Edward and I agreed with her. Olaf just listened to us talk after that. I think he was still upset because he and I weren’t going to get to torture and kill anyone together this time.
“Go tell Bobby the good news,” Edward said in Ted’s thickest down-home-on-the-range accent. He even put a big smile with it.
“Oh, he heard you,” Angel said from the doorway, where she was still leaning seductively.
I’d have looked like I’d broken my hip if I’d stayed leaning that long; she made it seem just right. She wasted a smile on me and then turned it behind her toward the cells and Bobby.
I was smiling by the time I got to the doorway. Angel didn’t move, just turned that red-lipsticked smile back toward me. I expected her to move out of the way so I could get past, but she smiled at me with a glint in her eyes that almost dared me to comment. I ignored the challenge in her face and squeezed past her hip, rubbing my arm along the promising swell of it. If we hadn’t had a lawyer and other cops watching, I might have put more body English into it, or then again, I might not have. I could see Bobby in the cell beyond her, and he was my goal. He was standing at the bars smiling, and I was smiling back like an idiot.
“Am I really getting out of here today?” he asked.
I shook my head.
His smile faded. “I thought . . .”
“You are getting out, but we can’t let you out of your cell today. We’re thinking tomorrow.”
He wrapped his fingers around the bars. “You said you knew who killed Uncle Ray. Why aren’t they in here and I’m out there?”
“They’re in jail,” I said.
Edward poked his head in the doorway without having to push his way past Angel. “They’re human, so they’ll be processed like any other criminal.”
Deputy Troy Wagner, or maybe ex-deputy Troy by now, spoke from the other cell. “I haven’t been processed like normal, and I’m human.”
“Yeah, but you’re a jackass,” Leduc yelled from the other room.

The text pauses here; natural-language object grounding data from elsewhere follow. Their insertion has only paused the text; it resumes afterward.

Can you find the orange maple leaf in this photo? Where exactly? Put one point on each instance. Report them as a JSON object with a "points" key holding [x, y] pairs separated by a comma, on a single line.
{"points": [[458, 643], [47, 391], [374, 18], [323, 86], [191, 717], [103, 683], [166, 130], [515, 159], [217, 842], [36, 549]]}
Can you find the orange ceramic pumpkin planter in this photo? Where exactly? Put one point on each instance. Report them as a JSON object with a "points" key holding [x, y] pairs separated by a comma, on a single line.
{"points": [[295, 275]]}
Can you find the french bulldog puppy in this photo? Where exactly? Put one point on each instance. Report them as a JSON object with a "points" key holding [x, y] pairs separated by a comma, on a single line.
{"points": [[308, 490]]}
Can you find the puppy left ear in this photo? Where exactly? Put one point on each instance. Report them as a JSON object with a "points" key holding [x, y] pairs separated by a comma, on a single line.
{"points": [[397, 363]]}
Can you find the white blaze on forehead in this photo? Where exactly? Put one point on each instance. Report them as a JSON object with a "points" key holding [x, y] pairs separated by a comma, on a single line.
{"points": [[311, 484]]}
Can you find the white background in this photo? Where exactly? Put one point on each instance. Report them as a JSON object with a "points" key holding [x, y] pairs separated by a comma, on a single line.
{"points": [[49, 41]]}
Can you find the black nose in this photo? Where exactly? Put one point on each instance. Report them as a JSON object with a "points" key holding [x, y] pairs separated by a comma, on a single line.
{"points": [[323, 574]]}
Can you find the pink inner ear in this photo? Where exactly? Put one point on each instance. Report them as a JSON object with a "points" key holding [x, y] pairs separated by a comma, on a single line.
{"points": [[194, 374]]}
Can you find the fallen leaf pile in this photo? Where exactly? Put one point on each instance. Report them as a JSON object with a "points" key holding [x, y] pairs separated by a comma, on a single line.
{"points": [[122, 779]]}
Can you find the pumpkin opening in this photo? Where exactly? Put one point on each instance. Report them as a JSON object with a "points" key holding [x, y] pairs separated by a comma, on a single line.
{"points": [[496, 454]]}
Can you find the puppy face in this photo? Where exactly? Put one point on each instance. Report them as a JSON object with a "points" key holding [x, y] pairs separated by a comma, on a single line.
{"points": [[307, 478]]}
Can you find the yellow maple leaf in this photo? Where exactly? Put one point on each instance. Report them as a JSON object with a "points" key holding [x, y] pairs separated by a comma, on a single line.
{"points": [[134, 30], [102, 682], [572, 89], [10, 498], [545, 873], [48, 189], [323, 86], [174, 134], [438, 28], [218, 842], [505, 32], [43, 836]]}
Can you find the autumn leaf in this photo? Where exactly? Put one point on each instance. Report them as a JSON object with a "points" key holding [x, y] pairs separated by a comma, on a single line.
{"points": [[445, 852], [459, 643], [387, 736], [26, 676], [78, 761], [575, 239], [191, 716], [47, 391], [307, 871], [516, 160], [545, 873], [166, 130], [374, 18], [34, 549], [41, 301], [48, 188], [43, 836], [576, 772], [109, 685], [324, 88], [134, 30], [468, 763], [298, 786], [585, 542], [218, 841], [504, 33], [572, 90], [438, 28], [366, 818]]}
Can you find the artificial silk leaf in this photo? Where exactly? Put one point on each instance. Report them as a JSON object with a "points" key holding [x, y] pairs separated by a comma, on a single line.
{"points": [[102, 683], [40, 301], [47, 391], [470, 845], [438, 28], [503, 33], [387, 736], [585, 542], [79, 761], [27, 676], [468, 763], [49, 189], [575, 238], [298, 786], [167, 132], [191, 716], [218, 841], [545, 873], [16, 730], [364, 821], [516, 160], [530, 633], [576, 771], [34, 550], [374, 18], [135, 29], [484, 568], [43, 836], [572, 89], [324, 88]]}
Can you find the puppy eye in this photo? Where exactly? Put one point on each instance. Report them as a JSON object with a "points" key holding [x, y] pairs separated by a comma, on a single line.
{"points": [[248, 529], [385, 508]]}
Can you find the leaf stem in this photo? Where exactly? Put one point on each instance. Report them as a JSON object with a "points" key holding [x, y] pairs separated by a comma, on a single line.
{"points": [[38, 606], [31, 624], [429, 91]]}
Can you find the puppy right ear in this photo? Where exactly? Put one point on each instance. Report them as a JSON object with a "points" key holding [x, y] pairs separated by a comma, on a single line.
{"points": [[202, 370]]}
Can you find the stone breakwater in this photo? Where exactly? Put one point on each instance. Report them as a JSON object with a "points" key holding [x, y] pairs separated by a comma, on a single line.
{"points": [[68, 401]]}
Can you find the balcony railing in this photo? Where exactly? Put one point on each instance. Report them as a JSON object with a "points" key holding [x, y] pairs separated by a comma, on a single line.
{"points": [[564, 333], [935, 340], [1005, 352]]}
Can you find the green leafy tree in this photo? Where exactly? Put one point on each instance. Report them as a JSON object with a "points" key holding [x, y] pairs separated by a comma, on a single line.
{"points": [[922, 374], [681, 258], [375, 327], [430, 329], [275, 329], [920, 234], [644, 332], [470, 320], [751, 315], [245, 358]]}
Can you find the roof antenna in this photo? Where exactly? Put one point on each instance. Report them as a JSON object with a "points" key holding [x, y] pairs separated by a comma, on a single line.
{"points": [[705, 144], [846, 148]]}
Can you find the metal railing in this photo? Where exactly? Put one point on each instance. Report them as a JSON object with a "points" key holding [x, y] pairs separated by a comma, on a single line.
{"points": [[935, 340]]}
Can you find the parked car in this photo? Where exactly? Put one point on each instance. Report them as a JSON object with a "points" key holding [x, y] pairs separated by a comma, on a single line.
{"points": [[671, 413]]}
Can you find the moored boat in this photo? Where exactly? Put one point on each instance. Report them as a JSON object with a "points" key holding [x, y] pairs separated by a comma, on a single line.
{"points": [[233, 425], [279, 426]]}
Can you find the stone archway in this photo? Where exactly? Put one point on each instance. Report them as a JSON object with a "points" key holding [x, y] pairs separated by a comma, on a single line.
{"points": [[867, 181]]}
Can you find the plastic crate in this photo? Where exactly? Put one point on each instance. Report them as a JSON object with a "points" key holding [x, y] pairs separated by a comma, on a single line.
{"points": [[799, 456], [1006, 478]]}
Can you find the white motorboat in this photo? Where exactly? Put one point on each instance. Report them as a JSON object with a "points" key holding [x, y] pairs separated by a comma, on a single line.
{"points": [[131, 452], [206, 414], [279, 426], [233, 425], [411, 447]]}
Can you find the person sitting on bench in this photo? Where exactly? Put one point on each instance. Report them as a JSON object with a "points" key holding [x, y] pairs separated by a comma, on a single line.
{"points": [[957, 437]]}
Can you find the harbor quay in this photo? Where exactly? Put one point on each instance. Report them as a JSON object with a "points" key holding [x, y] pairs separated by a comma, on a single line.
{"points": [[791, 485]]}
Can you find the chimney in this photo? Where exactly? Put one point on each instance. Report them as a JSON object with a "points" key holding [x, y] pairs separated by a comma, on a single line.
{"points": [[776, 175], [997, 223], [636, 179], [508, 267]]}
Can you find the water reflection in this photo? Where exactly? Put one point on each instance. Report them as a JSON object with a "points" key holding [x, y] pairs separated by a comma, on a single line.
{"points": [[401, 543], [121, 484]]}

“I’ve told Duke that I don’t want you punished for what you did, Troy,” Bobby said.
“I’d take it as a good sign that you haven’t been processed yet,” I said.
Troy looked at me, face uncertain. “Do you think I deserve to go to jail for what I tried to do to Bobby, Marshal Blake?”
I shrugged as much as the body armor would let me. “It’s not up to me. I’m strictly about the supernatural stuff, so you’ll have to ask the sheriff.”
Leduc yelled from the office again. “I’m still thinking about it.”
“If I get out tomorrow, then so should Troy,” Bobby said.